Fadl b. Dükeyn şöyle demiştir: “Ebû Hanife heybetli idi, konuştuğunda yalnızca cevap vermek için konuşur, mâlâyâni/kendisini ilgilendirmeyen hususta söz etmez, bu hususta konuşulanı da dinlemezdi. Biri kendisine; “Allah’tan kork” dedi. O hemen silkindi ve başını eğdi. Sonra; “kardeşim, Allah seni hayırla mükâfatlandırsın! İnsanlar her zaman kendisine Allah’ı hatırlatacak kimseye ne kadar da muhtaçtırlar” dedi…

Hasan b.
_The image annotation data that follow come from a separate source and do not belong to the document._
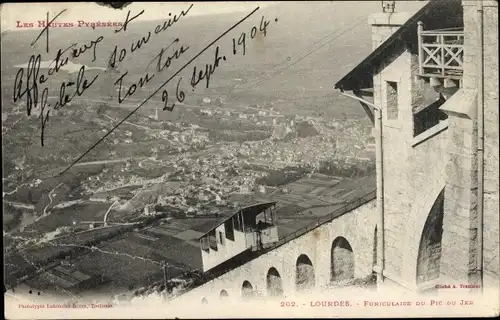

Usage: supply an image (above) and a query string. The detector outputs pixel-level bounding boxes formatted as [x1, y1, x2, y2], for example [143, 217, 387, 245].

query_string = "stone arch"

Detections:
[241, 280, 254, 298]
[220, 289, 229, 300]
[416, 189, 444, 284]
[295, 254, 315, 291]
[331, 237, 354, 281]
[266, 267, 283, 297]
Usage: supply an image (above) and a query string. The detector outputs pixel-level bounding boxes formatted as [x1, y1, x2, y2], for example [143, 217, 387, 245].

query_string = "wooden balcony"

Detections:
[418, 22, 464, 80]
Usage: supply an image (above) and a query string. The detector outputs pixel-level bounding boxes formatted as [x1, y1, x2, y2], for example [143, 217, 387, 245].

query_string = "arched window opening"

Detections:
[295, 254, 315, 291]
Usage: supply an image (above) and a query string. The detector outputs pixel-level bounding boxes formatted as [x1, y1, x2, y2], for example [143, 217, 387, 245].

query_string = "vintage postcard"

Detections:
[1, 0, 500, 319]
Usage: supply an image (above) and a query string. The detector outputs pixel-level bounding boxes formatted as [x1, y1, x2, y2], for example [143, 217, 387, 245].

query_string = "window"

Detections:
[224, 219, 234, 241]
[386, 81, 398, 120]
[219, 231, 224, 245]
[201, 236, 210, 252]
[208, 230, 217, 251]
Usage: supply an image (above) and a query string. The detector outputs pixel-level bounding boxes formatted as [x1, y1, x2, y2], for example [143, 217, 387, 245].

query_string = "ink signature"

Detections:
[8, 4, 278, 174]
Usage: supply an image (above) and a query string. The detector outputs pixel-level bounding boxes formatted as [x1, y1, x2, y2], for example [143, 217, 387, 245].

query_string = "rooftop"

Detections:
[335, 0, 463, 91]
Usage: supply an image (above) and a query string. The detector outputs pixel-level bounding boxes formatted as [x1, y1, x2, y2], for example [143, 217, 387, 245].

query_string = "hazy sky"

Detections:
[1, 2, 272, 32]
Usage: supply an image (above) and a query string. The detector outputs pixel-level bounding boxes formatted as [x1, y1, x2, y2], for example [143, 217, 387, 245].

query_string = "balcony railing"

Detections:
[418, 22, 464, 80]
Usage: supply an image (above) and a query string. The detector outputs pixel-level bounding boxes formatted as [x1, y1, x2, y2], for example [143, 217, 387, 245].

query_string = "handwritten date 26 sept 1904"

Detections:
[13, 5, 278, 146]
Salih; “Ebû Hanife son derece verâ sahibi, haramdan korkan, şüphe endişesiyle birçok helâl şeyleri terk eden bir kimseydi. Ben onun kadar kendini koruyan bir fakih görmedim” demiştir… (İbn-i Âbidîn, Mukaddime)

 

 

[1] Evliya: Evliya, velî’nin cem’idir. Velî, “faîl” vezninde “ismi fâildir” ve araya isyan karışmamak üzere tâate devam eden kimse manasınadır. Bu kelime “ism-i mef’ûl” manasına da gelebilir. Bu takdirde, kendisine, Allah’ın ihsanı ve lütfu kesilmeden devam eden kimse demek olur. Bir kimsenin hakikatte velî olabilmesi için bu iki vasfın tahakkuku mutlaka lâzımdır. Bir de peygamberin masum olması nasıl şart ise, velinin de “mahfuz” olması şarttır. İmam Kuşeyrî’nin “Risâle”’sinde böyle beyan edilmiştir…
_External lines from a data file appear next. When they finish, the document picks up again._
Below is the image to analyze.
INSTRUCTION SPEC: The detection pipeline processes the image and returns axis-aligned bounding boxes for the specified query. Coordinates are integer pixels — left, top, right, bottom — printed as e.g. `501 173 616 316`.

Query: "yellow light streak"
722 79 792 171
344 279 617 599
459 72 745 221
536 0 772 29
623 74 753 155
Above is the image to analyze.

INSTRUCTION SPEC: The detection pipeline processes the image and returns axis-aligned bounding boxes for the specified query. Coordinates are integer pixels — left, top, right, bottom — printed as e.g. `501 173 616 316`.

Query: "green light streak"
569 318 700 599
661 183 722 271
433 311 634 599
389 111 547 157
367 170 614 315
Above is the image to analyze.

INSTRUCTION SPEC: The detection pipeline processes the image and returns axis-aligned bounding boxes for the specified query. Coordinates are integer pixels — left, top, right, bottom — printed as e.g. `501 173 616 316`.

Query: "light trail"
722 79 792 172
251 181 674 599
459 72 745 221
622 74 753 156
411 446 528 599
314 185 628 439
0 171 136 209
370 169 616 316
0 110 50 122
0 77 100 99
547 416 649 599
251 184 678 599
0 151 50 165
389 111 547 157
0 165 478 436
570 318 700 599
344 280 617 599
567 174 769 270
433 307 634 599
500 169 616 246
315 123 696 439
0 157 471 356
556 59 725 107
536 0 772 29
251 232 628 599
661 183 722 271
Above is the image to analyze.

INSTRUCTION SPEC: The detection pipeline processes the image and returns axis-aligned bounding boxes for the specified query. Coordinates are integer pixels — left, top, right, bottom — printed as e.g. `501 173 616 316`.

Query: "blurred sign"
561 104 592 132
[2] Mücâhede: Mücâhede’nin sıfatı, devamlı olmasıdır. Mücâhede lügatte; muhârebe manasına gelir. Şeriatta ise; kötülüğü emreden nefse/nefs-i emareye, şeriatta matlup olan şeylerden ona güç gelenleri üzerine yükleyerek onunla muharebe etmektir. Buna, “Cihâd-ı Ekber” (büyük cihat) adını veren hadis varit olmuştur. Irâkî, bu hadisi Beyhakî’nin zayıf bir senetle Câbir’den rivayet ettiğini söylemiştir. Ayni hadisi Hatîb-i Bağdâdî “Târîh”’inde Hazret-i Câbir’den şu lâfızlarla rivayet etmiştir: “Nebî (s.a.v) bir gazadan geldi de; “hoş geldiniz! Ama küçük cihattan büyüğe geldiniz” buyurdular. Ashap, büyük cihat nedir? Diye sordular. Rasûlullah (s.a.v); “kulun, hevâ-hevesi ile mücâhedesidir…” buyurdu…
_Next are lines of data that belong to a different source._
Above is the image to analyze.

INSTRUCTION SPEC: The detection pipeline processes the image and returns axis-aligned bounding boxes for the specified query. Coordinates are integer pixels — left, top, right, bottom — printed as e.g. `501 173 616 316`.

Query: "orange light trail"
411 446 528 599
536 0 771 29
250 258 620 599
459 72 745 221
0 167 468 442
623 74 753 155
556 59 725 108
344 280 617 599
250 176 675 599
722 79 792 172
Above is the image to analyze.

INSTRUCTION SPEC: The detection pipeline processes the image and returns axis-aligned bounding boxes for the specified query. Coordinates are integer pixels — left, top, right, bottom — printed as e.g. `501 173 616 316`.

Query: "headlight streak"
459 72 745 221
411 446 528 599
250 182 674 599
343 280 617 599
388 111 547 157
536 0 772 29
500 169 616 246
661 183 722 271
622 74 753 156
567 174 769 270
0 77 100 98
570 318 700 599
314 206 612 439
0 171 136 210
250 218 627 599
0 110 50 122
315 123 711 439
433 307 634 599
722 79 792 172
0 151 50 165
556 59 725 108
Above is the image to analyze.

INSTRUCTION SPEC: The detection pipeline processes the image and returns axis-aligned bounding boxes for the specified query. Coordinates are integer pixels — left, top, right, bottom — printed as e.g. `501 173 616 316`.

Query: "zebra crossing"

[3] İbrahim b. Edhem b. Mansur el-Belhî: İbrahim b. Edhem Kral çocuklarından idi. Bir gün ava çıkmış, kendisine bir ses, “sen bunun için mi yaratıldın?” diye seslenmiş. Bunun üzerine atından inerek bir çobanın cübbesini almış ve yürüyerek Mekke’ye varmış, bilâhare Şam’a gelmiş ve orada vefat etmiştir. “Risâletü’l-Kuşeyrî’de böyle zikredilmiştir…

[4] Şakîk Belhî b. İbrahim: Şakîk Belhî meşhur bir âbid ve zahittir. Kâdı Ebû Yusuf’un sohbetinde bulunmuş, namaz bahsini ona okuyarak dinletmiştir. Bunu Ebû’l-Leys “el-Mukaddime” isimli eserinde bildirmiştir. Kendisi Hâtem-i Esam’mın üstadıdır. İbrahim b. Edhem’le sohbette bulunmuştur. 194 tarihinde şehit edilmiştir…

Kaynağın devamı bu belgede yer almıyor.